Above water and BW treatments altered plant community composition and structure and in the case of many measured variables, the responses varied significantly from the outer edge of a Typha stand to the interior. For instance, Typha cover and biomass were significantly higher in both the AW and BW treatments in the stand-interior most subplots (subplot E) as compared to the subplots closest to the stand margin but still within the Typha stand (subplot B), in contrast with control plots (Figure 3). This indicates that younger portions of Typha stands were more restorable, that is treatments were more effective at maintaining low levels of Typha dominance. AW treatment reduced Typha cover and appeared to favor Carex spp. cover in the subdominant and youngest portion of Typha stands. This pattern supports the hypotheses that early treatment will be more effective at controlling an invasive plant, and to our surprise indicates that native Carex spp. does not appear to be negatively affected by a single aboveground harvest.

Evaluation of UAV Data for Post-restoration Monitoring

We found that several measures were directly comparable between UAV and ground-measured data types. Particularly useful were the vegetation land cover categories derived from NDVI values (green tissue, brown tissue), which compared well with field measures (total vegetation cover and detritus; Table 6).
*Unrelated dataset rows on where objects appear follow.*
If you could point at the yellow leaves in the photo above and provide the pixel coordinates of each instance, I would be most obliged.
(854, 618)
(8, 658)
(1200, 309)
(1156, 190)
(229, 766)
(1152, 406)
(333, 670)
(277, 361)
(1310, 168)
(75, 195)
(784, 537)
These measures are critically important response variables to assess the effects of invasive wetland plant management, and UAV data appear to be a suitable proxy for field monitoring data, which are more time intensive.

UAV-derived measures not only confirmed patterns described from the field-derived measures, but exposed additional patterns in structural heterogeneity, which were not effectively measured on the ground. The surface elevation data revealed a reduction in mean vegetation canopy height, brown tissue height, and overall surface height in the BW treatments as compared to the control (Table 6). UAV-derived data are therefore capable of providing additional insights into wetland vegetation structure and complexity.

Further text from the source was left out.